What’s the difference between Data Science and Computer Science?
Computer science (CS) made its debut with mainframe computers in the 1960s and 1970s and is a field that has been developing for decades. Sub-disciplines include computer architecture, data structures, programming languages, software engineering, web-design, database development, machine learning, algorithm development, and artificial intelligence. CS is an umbrella that covers many different areas.
Data science, on the other hand, is a more focused field that centers in on one thing – big data. Occasionally, data science and CS are perceived to be the same thing, most likely because data scientists do some programming; but computer scientists and data scientists have different end games. Computer scientists generate software that data scientist’s use, while data scientists apply that software to identify trends and find significance through statistics.
Programming and the Emergence of “Big Data”
According to Wikipedia, a pivotal article called Data Science: An Action Plan for Expanding the Technical Areas of the Field of Statistics written by William Cleveland gave it a name in 2001, well after CS was on the scene. CS set the stage for data science in that it provided the programming languages necessary to process big data.

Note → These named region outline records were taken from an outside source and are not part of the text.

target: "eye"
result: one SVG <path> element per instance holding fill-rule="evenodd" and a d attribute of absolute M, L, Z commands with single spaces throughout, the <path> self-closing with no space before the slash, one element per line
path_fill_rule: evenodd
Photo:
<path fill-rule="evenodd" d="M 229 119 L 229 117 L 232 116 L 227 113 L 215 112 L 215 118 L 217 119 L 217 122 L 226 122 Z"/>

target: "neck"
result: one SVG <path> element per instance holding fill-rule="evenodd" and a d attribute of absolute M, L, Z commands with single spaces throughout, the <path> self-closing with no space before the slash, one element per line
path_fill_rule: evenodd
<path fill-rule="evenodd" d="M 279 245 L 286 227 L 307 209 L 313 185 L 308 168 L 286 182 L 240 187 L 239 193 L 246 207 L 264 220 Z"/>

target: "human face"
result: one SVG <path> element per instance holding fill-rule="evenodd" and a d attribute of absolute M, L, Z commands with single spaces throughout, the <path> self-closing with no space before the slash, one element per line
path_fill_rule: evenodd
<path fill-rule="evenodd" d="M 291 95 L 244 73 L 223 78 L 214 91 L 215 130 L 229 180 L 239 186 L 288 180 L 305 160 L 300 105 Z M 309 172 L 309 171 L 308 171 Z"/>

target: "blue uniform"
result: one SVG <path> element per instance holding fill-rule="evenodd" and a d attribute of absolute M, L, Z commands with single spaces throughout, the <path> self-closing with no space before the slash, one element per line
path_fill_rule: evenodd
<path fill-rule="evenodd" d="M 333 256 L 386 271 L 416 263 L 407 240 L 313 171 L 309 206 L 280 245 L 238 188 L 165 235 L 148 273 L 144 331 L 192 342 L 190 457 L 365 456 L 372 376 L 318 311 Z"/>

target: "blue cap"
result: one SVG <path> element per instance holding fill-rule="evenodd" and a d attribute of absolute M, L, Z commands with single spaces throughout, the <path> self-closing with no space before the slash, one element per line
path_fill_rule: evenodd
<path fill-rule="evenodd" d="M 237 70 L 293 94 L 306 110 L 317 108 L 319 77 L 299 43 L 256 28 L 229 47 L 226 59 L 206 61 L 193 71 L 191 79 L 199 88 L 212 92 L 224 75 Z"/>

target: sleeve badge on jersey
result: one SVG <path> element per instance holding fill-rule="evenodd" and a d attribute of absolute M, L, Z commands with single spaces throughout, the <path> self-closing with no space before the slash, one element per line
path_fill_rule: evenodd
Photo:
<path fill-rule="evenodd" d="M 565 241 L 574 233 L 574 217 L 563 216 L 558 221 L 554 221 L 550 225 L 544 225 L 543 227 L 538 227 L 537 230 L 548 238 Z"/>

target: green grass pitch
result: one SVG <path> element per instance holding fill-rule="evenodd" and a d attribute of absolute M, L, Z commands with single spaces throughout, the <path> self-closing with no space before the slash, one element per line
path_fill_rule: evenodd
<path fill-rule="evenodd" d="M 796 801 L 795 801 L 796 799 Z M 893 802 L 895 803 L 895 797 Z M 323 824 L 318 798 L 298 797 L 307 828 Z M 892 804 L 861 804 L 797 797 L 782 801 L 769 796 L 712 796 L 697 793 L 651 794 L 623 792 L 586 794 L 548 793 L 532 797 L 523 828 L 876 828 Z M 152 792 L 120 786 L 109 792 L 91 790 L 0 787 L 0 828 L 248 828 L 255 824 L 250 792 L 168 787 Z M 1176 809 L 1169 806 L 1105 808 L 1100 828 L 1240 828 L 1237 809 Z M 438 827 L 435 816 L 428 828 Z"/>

Programmers are computer scientists that focus on software development. They use specific programming languages, like C++ and JAVA, to implement specific algorithms. To do so, they need to understand the problem, the data involved with the problem, and figure out the proper algorithm to solve the problem. Computer scientists are trained not only to write code but also to understand this entire process.
Computer scientists incorporate data structures into their programs, which provide a method of organizing big data so that its elements are easily retrievable. Only with this capacity for complex data structures like data frames and arrays is it possible to do the sophisticated analysis that data scientists are able to complete. Once data is properly structured, data scientists then analyze it with programming languages created by computer scientists.
Development vs Application
Computer scientists are problem solvers and developers. They solve problems by developing algorithms and implementing them into software. Some create websites using JavaScript, HTML, and CSS. Others build databases with SQL. Machine learning is a sub-discipline of CS where advanced algorithms are developed to learn from data. For a simple machine learning example, imagine a device that is a camera with processing abilities. That device can be trained to learn what a dog is by being shown thousands of pictures of different dogs. Once the computer is “trained” it will be able to be given any novel image and label it as “dog” or “non-dog”. This simple example of machine learning can be developed into advanced applications like facial recognition. Artificial intelligence (AI) goes even further, aiming to develop algorithms and devices that replicate human thinking. AI makes use of sophisticated concepts and methods, such as neural networks, to simulate human cognitive mechanisms.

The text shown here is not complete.